| categories_to_binary {anticlust} | R Documentation |
Get binary representation of categorical variables
Description
Get binary representation of categorical variables
Usage
categories_to_binary(categories, use_combinations = FALSE)
Arguments
categories |
A vector, data.frame or matrix representing one or several categorical variables |
use_combinations |
Logical, should the output also include columns representing
the combination / interaction of the categories (defaults to |
Details
The conversion of categorical variable to binary variables is done via
model.matrix.
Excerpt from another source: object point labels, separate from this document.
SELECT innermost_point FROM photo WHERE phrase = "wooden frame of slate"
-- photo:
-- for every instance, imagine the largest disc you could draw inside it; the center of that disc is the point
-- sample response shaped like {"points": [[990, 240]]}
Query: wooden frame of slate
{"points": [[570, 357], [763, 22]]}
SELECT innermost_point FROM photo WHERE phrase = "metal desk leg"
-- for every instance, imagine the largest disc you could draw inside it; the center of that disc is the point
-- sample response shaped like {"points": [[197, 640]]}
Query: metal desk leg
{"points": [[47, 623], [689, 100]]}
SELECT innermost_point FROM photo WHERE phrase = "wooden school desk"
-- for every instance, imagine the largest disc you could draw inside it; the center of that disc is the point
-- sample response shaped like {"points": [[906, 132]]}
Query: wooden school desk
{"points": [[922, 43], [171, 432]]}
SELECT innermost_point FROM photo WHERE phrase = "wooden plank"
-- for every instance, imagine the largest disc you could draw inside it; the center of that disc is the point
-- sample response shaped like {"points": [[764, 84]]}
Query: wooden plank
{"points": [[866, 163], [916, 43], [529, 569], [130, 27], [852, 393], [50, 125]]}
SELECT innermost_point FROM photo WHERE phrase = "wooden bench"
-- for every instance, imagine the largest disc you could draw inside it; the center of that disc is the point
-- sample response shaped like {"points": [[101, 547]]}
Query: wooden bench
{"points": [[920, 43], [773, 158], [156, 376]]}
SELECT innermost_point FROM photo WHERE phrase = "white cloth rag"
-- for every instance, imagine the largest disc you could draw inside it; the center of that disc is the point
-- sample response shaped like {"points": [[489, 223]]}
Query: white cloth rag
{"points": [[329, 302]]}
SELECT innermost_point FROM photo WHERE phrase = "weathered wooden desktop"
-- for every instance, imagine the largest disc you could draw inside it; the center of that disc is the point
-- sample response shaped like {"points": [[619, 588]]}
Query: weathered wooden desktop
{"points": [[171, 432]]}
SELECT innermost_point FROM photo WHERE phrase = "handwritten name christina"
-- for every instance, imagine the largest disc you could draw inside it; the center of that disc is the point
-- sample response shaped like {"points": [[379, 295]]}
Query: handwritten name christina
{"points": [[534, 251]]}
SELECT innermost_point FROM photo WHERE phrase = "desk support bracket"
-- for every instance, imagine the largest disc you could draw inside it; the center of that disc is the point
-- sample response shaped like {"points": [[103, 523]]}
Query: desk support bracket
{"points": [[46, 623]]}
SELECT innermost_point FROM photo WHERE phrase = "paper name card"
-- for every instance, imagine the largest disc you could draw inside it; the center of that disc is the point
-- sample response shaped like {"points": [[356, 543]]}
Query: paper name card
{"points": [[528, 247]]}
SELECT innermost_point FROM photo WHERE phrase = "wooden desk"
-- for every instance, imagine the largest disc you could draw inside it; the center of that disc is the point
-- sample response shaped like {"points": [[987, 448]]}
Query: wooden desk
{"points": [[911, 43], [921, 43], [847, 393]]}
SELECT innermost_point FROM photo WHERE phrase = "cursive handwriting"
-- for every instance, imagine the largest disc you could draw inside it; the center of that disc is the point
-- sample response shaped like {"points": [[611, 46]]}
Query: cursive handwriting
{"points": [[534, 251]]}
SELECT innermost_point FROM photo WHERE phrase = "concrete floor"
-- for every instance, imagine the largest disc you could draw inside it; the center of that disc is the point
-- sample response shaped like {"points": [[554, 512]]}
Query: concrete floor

This function can be used to include
categorical variables as part of the optimization criterion in k-means /
k-plus anticlustering, rather than including them as hard constraints as
done in anticlustering. This can be useful when there are several
categorical variables or when the group sizes are unequal (or both).
See examples.
Value
A matrix representing the categorical variables in binary form ("dummy coding")
Author(s)
Martin Papenberg martin.papenberg@hhu.de
References
Papenberg, M. (2024). K-plus Anticlustering: An Improved k-means Criterion for Maximizing Between-Group Similarity. British Journal of Mathematical and Statistical Psychology, 77(1), 80–102. https://doi.org/10.1111/bmsp.12315
Examples
# Use Schaper data set for example
data(schaper2019)
features <- schaper2019[, 3:6]
K <- 3
N <- nrow(features)
# - Generate data input for k-means anticlustering -
# We conduct k-plus anticlustering by first generating k-plus variables,
# and also include the categorical variable as "numeric" input for the
# k-means optimization (rather than as input for the argument `categories`)
input_data <- cbind(
kplus_moment_variables(features, T = 2),
categories_to_binary(schaper2019$room)
)
kplus_groups <- anticlustering(
input_data,
K = K,
objective = "variance",
method = "local-maximum",
repetitions = 10
)
mean_sd_tab(features, kplus_groups)
table(kplus_groups, schaper2019$room) # argument categories was not used!